Page 1 of 2

Removing Duplicates ---Uncommon Scenario

Posted: Sat Sep 10, 2011 7:01 pm
by kumar444
I do need suggestions to solve this uncommon requirement:

Code: Select all

  Id      Role                Duty
 100   *Athlete          Athlete
 100   *Athlete          Running
 100   *Athlete          Swimming
If the Ids are equal then i should check for the columns role and duty :

The rule is if ids are equal then output only the row whose role and duty are equal after trimming off the * from the role.
So in this case first row is the output.

Appreciate your invaluable suggestions

Posted: Sat Sep 10, 2011 8:08 pm
by jwiles
Partition/Sort by ID.

If you're using IS 8.5, you can use the transformer looping functionality to solve this pretty easily.

If you're using 8.0 or 8.1, one option is to use a fork-join structure to add a rows-per-id count to the records, then use a transformer to drop those duplicates.

Regards,

Posted: Sat Sep 10, 2011 8:52 pm
by kumar444
Thanks Jwiles.

Since we are using 8.1 here, I couldnt imagine how rows-per-id can solve this....Can you please elaborate on this?

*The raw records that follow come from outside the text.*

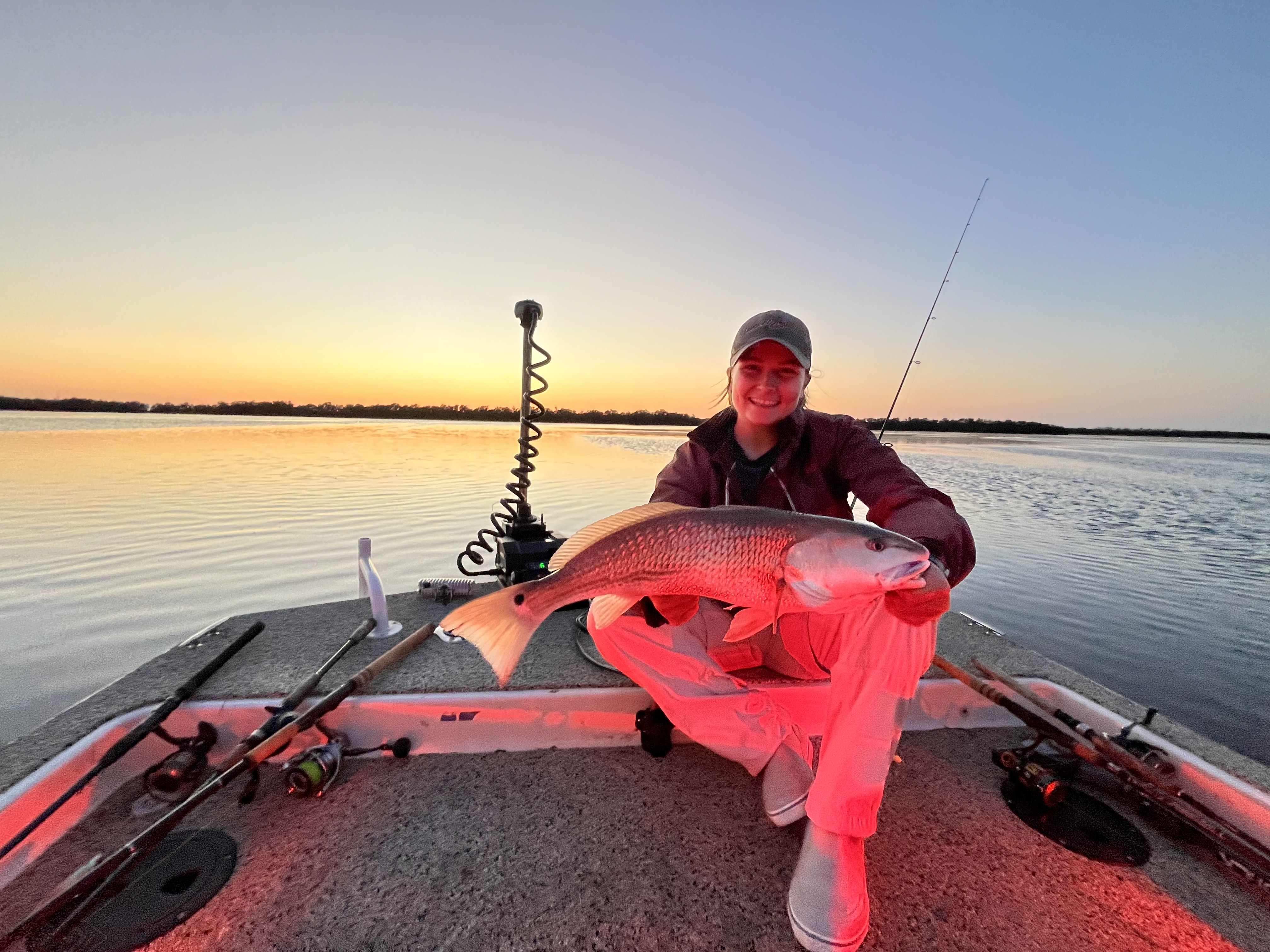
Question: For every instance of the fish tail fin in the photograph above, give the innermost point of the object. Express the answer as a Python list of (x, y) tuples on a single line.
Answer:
[(500, 625)]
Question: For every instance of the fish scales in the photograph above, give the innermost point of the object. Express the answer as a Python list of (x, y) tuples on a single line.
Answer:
[(765, 562), (671, 555)]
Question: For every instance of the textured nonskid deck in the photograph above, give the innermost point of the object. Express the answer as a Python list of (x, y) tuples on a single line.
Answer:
[(613, 850)]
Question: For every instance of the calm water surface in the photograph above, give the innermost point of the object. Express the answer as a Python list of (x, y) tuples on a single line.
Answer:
[(1145, 564)]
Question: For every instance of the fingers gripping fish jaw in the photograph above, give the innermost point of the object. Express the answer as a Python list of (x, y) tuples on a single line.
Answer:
[(823, 570)]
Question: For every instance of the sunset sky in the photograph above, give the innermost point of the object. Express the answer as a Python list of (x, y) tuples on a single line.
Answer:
[(342, 202)]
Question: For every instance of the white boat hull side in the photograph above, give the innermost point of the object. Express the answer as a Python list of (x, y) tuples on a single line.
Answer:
[(486, 722)]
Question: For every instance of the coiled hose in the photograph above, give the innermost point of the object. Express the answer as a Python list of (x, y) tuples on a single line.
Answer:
[(518, 512)]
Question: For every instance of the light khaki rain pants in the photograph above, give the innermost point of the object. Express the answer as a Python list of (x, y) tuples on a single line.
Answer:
[(873, 659)]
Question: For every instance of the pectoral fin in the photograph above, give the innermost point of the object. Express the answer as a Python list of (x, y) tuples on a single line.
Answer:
[(747, 622), (606, 610), (678, 610)]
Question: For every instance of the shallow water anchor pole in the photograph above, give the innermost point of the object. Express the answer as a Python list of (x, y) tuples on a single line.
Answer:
[(369, 583)]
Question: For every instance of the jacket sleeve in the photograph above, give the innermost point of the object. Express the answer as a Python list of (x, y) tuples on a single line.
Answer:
[(686, 479), (898, 501)]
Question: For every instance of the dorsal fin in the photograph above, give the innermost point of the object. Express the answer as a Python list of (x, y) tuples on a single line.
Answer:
[(608, 526)]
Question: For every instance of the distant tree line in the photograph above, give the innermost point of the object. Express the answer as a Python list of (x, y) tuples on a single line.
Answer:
[(1028, 427), (507, 414), (376, 412)]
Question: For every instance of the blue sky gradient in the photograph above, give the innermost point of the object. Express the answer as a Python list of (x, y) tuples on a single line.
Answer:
[(342, 202)]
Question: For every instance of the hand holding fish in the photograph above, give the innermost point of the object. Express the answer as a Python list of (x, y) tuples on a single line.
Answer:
[(768, 562)]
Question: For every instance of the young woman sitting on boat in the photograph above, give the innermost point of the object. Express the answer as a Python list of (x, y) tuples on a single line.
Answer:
[(769, 450)]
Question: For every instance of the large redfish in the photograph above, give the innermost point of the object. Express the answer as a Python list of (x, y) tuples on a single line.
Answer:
[(769, 562)]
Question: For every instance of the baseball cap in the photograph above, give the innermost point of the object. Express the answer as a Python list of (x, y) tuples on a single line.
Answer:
[(774, 326)]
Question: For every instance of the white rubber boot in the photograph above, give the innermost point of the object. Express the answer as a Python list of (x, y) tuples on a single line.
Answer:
[(828, 902), (787, 782)]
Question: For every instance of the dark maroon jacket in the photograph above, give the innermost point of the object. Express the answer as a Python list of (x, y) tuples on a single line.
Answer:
[(822, 457)]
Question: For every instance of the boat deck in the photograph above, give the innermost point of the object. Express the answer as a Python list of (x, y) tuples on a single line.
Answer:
[(614, 850)]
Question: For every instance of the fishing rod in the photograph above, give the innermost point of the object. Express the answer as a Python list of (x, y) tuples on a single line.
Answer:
[(101, 880), (140, 733), (285, 710), (1235, 847), (930, 316)]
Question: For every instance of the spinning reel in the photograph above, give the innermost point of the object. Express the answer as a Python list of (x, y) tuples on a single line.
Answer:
[(310, 772)]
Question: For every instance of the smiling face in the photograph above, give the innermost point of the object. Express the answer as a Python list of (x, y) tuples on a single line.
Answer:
[(768, 384)]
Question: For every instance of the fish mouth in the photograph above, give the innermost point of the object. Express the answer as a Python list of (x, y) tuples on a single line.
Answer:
[(906, 572)]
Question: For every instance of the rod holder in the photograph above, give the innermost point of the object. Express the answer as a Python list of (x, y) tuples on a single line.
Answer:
[(369, 584)]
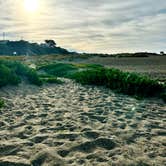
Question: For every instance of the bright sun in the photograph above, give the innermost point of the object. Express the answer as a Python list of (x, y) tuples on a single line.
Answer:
[(31, 5)]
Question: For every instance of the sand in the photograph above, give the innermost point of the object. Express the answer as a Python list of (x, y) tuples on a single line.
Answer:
[(70, 124)]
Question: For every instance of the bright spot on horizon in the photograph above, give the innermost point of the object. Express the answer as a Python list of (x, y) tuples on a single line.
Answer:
[(31, 5)]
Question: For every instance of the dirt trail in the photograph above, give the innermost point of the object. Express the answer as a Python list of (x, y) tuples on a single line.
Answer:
[(70, 124)]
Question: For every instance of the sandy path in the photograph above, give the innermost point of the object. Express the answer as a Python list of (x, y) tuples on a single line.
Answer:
[(75, 125)]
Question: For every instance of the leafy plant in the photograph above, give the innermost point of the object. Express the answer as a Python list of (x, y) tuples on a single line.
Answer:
[(1, 103)]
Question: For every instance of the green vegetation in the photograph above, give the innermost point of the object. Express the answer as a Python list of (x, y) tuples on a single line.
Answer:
[(58, 69), (46, 78), (1, 103), (65, 70), (92, 74), (12, 72), (124, 82)]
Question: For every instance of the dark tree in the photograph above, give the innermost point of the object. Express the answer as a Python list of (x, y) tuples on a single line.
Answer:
[(50, 43)]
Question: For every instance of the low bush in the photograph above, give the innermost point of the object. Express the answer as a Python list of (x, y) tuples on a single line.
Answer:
[(124, 82), (58, 69), (11, 73), (1, 103)]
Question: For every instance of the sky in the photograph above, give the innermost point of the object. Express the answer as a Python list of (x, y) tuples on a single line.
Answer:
[(97, 26)]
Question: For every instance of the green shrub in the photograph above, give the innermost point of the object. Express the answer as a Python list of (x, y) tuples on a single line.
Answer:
[(7, 76), (124, 82), (58, 69), (52, 80), (33, 77), (1, 103), (11, 73)]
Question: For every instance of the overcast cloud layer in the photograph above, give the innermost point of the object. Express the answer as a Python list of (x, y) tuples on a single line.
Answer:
[(89, 25)]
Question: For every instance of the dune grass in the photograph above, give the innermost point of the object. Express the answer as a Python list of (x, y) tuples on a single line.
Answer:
[(1, 103), (58, 69), (123, 82), (12, 72)]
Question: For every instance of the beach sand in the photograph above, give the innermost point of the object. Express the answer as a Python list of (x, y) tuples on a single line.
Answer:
[(71, 124)]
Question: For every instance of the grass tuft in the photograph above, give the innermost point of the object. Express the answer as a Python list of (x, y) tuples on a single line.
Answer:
[(123, 82), (1, 103)]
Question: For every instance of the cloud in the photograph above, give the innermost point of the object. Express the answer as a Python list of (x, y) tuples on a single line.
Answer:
[(91, 26)]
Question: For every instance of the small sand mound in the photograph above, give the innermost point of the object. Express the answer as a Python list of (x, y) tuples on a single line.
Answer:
[(70, 124)]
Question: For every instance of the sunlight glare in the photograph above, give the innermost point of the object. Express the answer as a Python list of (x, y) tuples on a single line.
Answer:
[(31, 5)]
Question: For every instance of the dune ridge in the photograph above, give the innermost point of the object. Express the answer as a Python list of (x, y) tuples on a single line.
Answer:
[(71, 124)]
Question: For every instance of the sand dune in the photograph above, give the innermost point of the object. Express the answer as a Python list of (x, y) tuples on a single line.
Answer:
[(70, 124)]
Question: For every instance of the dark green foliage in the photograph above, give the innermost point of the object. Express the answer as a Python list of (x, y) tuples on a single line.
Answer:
[(7, 76), (124, 82), (58, 69), (51, 80), (11, 73), (1, 103)]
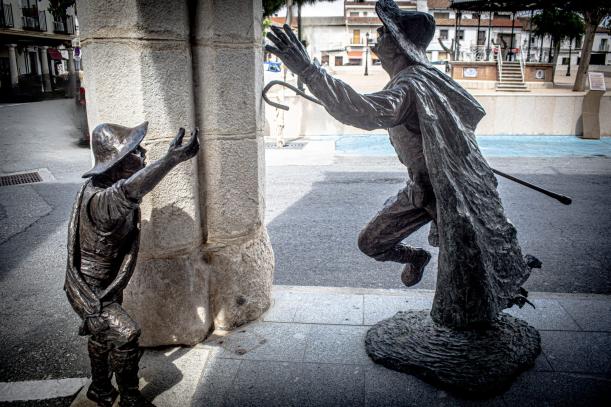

Posted: Sat Sep 10, 2011 10:41 pm
by qt_ky
I think what jwiles is suggesting is that if rows-per-id is 1 then pass the row through but when rows-per-id is greater than 1 in the transformer then you do your logic to trim off the * and compare role with duty, if equal then pass the row through otherwise drop the row. You can do all that with stage variables and a constraint.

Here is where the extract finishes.